On the Fatigue of Ship-Structures under Wave Loads

Abstract

Background: Fatigue damage is one of the main failure modes in ship structures. This type of damage usually starts from weak point of the structure as welded joints, sites of stress concentrations and cracks, whose propagation can lead to the failure of the ship structures. Cyclic loadings that ships encounter during their service life are one of the main causes that can produce fatigue damage, especially loads due to wave, mainly analyzed in this work. Once the crack is started, also lower stress cycles, which would have negligible effects on intact components, can propagate the crack.

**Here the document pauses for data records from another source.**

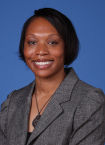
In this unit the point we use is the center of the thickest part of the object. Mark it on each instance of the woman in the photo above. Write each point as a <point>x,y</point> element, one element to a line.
<point>57,108</point>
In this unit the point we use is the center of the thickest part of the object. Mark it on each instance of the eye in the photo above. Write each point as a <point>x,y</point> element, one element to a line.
<point>53,42</point>
<point>32,42</point>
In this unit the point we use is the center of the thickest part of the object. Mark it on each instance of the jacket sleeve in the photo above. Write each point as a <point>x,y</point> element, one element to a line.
<point>89,120</point>
<point>3,120</point>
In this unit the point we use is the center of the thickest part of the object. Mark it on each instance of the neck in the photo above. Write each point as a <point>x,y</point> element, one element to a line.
<point>47,86</point>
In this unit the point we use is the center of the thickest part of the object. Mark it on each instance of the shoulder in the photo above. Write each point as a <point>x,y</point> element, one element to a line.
<point>15,94</point>
<point>12,98</point>
<point>90,93</point>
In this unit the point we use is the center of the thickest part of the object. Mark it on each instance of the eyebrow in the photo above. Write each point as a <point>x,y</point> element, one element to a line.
<point>55,34</point>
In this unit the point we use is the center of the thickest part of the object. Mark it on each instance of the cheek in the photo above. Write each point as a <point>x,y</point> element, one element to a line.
<point>28,53</point>
<point>59,54</point>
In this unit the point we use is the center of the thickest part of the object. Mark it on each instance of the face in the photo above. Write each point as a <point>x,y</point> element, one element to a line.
<point>43,49</point>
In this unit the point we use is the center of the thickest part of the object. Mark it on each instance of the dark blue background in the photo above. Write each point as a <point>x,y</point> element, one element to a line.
<point>88,17</point>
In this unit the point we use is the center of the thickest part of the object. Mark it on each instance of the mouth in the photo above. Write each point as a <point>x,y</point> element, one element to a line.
<point>43,64</point>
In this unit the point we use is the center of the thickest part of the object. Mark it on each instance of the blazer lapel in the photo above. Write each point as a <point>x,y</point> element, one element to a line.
<point>18,115</point>
<point>54,109</point>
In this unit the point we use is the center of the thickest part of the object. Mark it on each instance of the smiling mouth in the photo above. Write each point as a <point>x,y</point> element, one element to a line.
<point>43,62</point>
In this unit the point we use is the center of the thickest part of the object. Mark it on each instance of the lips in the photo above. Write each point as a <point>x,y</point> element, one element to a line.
<point>43,64</point>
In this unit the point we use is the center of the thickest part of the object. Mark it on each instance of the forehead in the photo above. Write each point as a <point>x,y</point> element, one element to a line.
<point>40,25</point>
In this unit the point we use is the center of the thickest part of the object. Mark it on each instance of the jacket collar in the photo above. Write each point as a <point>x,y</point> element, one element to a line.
<point>53,109</point>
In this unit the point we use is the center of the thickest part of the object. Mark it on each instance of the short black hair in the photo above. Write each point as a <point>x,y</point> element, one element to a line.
<point>63,26</point>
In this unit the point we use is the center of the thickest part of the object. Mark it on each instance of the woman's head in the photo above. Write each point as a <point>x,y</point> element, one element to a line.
<point>63,26</point>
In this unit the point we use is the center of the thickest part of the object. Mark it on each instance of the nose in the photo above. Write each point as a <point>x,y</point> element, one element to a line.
<point>42,50</point>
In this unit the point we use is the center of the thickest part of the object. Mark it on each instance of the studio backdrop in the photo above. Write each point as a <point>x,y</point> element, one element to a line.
<point>88,18</point>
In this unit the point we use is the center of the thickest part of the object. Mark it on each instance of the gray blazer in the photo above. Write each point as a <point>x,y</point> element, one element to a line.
<point>74,116</point>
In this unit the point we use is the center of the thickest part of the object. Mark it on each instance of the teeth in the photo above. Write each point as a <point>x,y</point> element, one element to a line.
<point>43,63</point>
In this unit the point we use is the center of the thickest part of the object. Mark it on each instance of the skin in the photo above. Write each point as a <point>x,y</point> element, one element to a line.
<point>44,55</point>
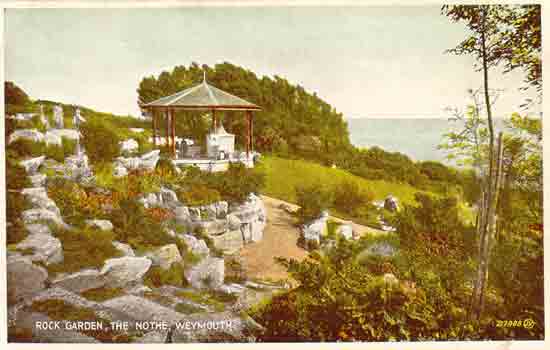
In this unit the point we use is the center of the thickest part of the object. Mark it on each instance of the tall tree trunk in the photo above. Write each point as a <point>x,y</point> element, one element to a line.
<point>486,218</point>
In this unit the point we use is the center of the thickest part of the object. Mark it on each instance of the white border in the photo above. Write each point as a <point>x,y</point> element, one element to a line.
<point>275,346</point>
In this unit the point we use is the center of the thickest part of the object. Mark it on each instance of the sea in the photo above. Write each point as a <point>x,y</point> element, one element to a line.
<point>416,138</point>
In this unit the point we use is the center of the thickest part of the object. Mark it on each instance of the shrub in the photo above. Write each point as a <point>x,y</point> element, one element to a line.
<point>74,202</point>
<point>199,195</point>
<point>312,199</point>
<point>86,247</point>
<point>134,226</point>
<point>349,197</point>
<point>100,141</point>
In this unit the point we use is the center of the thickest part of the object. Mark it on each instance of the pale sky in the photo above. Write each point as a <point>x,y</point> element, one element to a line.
<point>365,61</point>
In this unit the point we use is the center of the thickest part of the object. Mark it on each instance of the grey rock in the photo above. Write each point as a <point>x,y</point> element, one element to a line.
<point>24,278</point>
<point>391,203</point>
<point>119,272</point>
<point>33,215</point>
<point>38,180</point>
<point>169,197</point>
<point>233,222</point>
<point>119,171</point>
<point>104,225</point>
<point>52,138</point>
<point>208,273</point>
<point>80,281</point>
<point>165,256</point>
<point>149,160</point>
<point>31,165</point>
<point>38,229</point>
<point>27,134</point>
<point>182,215</point>
<point>197,246</point>
<point>46,248</point>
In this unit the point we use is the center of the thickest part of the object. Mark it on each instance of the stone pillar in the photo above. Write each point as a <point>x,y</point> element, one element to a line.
<point>58,117</point>
<point>76,123</point>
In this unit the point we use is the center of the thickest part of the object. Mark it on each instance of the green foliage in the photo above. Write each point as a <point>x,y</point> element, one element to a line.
<point>73,201</point>
<point>23,148</point>
<point>198,195</point>
<point>312,200</point>
<point>100,141</point>
<point>156,276</point>
<point>350,198</point>
<point>83,248</point>
<point>134,226</point>
<point>14,95</point>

Objective: This paper wants to resume the most used fatigue strength assessment approaches, in order to analyze drawbacks and advantages and to provide the necessary background knowledge for the development of a future and reliable theoretical/numerical models for predicting the fatigue life of ship structures subjected to collision events and different sea states.

Methods: This scientific work will thus consider the main theoretical approaches in time and frequency domain by using energy spectral methods. Collision rules are also assessed to check the hull girder ultimate bending capacity in the damaged state.

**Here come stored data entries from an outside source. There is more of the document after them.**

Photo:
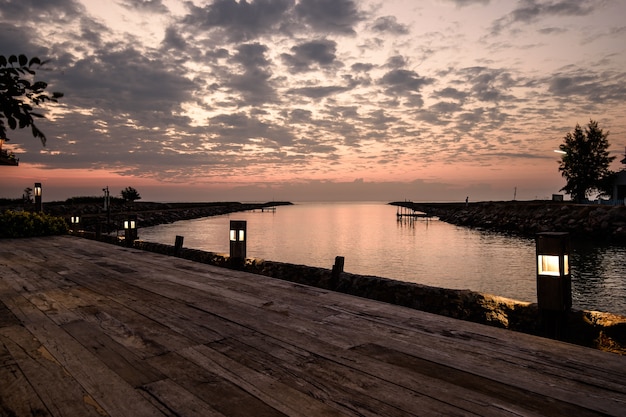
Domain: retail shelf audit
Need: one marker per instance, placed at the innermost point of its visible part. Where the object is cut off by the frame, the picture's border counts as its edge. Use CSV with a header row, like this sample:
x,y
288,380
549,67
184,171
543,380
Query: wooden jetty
x,y
92,329
410,213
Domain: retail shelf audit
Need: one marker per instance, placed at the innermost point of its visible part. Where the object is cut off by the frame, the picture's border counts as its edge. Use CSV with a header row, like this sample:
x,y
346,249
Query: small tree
x,y
19,93
129,194
585,161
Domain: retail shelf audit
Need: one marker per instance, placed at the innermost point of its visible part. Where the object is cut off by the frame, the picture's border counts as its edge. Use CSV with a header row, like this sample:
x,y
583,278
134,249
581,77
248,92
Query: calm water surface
x,y
433,253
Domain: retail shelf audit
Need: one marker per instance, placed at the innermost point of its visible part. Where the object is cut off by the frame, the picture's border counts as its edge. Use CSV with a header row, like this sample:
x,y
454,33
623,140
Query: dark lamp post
x,y
38,191
238,242
75,221
130,230
554,282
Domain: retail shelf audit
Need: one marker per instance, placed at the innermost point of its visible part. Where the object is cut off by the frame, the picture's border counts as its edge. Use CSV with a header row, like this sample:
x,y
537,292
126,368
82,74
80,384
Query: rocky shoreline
x,y
94,217
598,330
600,223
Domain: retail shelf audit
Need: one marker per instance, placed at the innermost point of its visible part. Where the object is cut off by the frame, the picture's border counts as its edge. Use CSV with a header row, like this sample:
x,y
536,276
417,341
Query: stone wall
x,y
587,328
582,221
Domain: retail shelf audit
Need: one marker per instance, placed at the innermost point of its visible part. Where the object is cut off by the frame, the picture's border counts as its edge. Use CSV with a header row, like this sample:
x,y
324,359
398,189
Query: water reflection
x,y
426,252
599,277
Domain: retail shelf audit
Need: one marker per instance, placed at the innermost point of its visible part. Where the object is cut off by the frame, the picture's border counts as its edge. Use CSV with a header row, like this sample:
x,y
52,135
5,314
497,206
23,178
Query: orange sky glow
x,y
311,100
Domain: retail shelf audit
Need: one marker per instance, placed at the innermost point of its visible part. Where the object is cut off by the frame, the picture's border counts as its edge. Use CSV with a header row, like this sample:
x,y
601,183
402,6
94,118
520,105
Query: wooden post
x,y
337,270
178,245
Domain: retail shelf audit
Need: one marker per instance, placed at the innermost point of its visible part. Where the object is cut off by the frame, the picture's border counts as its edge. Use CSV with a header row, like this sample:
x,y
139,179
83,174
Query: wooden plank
x,y
178,401
443,341
119,359
102,385
261,384
391,388
224,396
54,387
194,337
17,396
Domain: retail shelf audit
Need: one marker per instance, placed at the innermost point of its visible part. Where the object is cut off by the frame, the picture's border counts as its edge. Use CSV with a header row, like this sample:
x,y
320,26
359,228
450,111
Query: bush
x,y
25,224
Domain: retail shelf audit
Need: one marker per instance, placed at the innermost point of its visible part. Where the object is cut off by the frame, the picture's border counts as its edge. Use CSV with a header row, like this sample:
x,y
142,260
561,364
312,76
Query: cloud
x,y
308,56
251,90
154,6
239,20
531,11
389,24
334,16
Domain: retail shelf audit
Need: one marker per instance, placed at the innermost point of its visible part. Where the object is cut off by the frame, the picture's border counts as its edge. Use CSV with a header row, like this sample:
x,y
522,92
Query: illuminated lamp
x,y
238,242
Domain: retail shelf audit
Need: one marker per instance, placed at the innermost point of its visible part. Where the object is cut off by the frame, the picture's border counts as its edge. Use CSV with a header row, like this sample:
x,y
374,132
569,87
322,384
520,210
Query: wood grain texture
x,y
88,328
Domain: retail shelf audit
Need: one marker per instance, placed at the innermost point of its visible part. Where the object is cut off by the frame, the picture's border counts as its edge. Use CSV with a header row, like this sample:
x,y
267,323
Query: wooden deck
x,y
91,329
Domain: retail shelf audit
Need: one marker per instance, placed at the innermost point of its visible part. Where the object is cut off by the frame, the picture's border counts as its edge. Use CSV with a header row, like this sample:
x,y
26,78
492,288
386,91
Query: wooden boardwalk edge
x,y
92,329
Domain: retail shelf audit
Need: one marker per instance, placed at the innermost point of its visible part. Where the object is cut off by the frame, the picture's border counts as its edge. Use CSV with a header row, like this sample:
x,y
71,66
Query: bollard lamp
x,y
75,221
554,285
130,229
238,240
38,191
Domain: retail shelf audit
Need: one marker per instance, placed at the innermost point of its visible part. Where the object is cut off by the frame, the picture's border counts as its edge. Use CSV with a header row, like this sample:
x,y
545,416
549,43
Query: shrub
x,y
26,224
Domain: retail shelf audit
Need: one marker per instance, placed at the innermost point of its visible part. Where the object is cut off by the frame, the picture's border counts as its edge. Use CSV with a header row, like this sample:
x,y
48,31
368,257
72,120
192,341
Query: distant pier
x,y
410,213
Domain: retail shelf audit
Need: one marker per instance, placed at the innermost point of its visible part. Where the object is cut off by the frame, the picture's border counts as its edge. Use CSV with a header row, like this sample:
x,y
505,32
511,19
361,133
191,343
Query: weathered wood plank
x,y
262,385
102,385
224,396
445,342
199,340
178,401
120,360
54,387
17,396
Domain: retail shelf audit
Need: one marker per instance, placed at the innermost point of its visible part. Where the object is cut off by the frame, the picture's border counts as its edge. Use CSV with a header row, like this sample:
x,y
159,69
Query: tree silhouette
x,y
20,93
585,161
130,194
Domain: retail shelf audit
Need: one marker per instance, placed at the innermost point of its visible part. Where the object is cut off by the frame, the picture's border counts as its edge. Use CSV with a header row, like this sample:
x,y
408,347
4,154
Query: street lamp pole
x,y
107,207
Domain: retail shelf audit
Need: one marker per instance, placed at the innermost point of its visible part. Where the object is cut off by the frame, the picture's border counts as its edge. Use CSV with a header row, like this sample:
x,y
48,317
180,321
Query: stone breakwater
x,y
150,214
598,330
582,221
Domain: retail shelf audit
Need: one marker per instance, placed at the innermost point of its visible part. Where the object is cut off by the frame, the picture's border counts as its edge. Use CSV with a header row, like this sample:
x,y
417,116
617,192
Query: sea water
x,y
431,252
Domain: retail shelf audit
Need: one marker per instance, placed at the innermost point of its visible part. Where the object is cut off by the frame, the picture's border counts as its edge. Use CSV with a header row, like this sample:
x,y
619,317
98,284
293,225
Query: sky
x,y
314,100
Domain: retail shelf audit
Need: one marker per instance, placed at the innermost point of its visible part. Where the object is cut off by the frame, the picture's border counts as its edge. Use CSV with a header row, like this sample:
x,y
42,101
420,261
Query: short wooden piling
x,y
337,270
178,245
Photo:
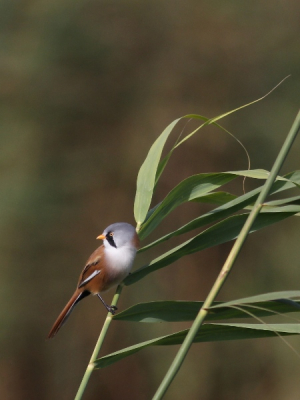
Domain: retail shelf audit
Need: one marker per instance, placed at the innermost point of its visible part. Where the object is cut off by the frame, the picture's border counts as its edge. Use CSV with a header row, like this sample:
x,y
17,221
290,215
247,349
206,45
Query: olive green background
x,y
86,87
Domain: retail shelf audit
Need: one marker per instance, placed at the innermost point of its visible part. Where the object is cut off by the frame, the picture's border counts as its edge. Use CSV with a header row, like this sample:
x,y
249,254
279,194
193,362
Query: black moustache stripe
x,y
110,240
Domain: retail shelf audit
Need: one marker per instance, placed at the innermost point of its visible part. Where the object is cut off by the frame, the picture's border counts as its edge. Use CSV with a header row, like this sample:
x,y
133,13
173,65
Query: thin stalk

Results: Cyclic stresses determination in specific structural details of the hull girder and welded joints is discussed, in order to evaluate the relevant maximum stress range useful for the subsequent fatigue studies, performed by finite element analysis. In a collision scenario, also in minor damages, fatigue cracks may appear and propagate, reducing structural strength and structures fatigue life.

Conclusion: Structural loads determination can be categorized in different methods, but the frequency-domain method is the most extensively used methods in fatigue analysis procedure, because it requires significantly less computational efforts than the time-domain method. Once determined the stress distribution, in most cases fatigue damage is calculated using the Palmgren–Miner cumulative damage rule in combination with the S–N curves of materials, structural details and welded joints. In a scenario where a damaged ship encounters large wave amplitudes, the damage accumulation could lead to low-cycle fatigue.